B. Appellants' Supplemental Citations
Finally, we are disturbed by the Appellants' misuse of Rule 208(b)(7), SCACR, which allows a party to provide the Court with "supplemental citations." Since oral argument, Appellants have filed three Notices of Supplemental Authority. All are packed with argument, even though the rule flatly states the notice is only allowed to refer to the matter "to which the citations pertain" and "shall, without argument, state the reason for the supplemental citations." Rule 208(b)(7), SCACR (emphasis added). Though the notices include some proper supplemental citations, they teem with improper argument (repeating points Appellants have made many times before) and offer irrelevant updates about proceedings pending in other trial courts. After Tibbs' counsel pointed out that argument was not permitted under the Rule, Appellants responded with even more argument.

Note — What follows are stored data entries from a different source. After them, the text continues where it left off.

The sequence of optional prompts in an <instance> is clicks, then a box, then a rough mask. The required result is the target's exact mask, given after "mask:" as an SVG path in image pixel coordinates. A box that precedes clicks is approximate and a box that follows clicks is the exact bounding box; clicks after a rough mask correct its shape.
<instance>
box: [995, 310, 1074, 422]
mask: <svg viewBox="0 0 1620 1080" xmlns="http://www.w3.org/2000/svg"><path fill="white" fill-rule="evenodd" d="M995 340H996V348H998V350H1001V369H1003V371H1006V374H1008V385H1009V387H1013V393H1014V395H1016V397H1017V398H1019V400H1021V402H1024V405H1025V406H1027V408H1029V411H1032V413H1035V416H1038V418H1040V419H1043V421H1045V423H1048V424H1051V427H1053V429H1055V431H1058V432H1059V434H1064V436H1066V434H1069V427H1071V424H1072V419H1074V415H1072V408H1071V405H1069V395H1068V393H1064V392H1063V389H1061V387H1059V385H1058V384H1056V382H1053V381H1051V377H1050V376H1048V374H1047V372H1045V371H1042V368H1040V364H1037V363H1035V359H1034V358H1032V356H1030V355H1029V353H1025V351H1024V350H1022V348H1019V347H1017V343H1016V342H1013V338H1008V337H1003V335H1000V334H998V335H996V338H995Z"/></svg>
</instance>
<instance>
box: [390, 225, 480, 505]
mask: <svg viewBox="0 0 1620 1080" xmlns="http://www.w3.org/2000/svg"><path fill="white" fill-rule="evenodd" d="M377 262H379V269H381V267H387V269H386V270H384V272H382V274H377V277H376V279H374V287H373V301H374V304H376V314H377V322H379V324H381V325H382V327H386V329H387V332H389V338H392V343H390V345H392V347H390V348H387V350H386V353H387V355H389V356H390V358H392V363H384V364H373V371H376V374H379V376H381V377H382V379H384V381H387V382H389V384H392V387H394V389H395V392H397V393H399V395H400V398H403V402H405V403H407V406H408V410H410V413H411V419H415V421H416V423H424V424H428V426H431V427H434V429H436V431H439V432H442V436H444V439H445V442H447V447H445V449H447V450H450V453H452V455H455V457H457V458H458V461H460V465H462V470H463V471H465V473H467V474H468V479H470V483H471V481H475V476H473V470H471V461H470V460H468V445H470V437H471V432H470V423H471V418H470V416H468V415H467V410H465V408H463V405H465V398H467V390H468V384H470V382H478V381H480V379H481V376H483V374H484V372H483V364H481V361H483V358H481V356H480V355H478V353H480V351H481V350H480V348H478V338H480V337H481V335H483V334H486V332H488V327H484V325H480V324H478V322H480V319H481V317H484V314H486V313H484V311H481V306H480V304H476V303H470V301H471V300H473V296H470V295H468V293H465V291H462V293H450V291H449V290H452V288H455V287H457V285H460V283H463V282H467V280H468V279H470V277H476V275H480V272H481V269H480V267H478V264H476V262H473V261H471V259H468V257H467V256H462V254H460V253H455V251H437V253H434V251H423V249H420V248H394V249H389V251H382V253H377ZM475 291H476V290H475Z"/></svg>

And all of this occurred after our June 26, 2025 order warning that future frivolous filings and inappropriate behavior would have serious consequences. Appellants' misuse of the Rule will be considered at a later date alongside the pending motions for sanctions.
Conclusion
We conclude the Confirmation order is not void, and we affirm it as we have modified it today. We reverse the portion of the Order that questioned CIHL's solvency.
AFFIRMED AS MODIFIED IN PART AND REVERSED IN PART.
KITTREDGE, C.J., FEW, JAMES, JJ., and Acting Justice Courtney Clyburn Pope, concur.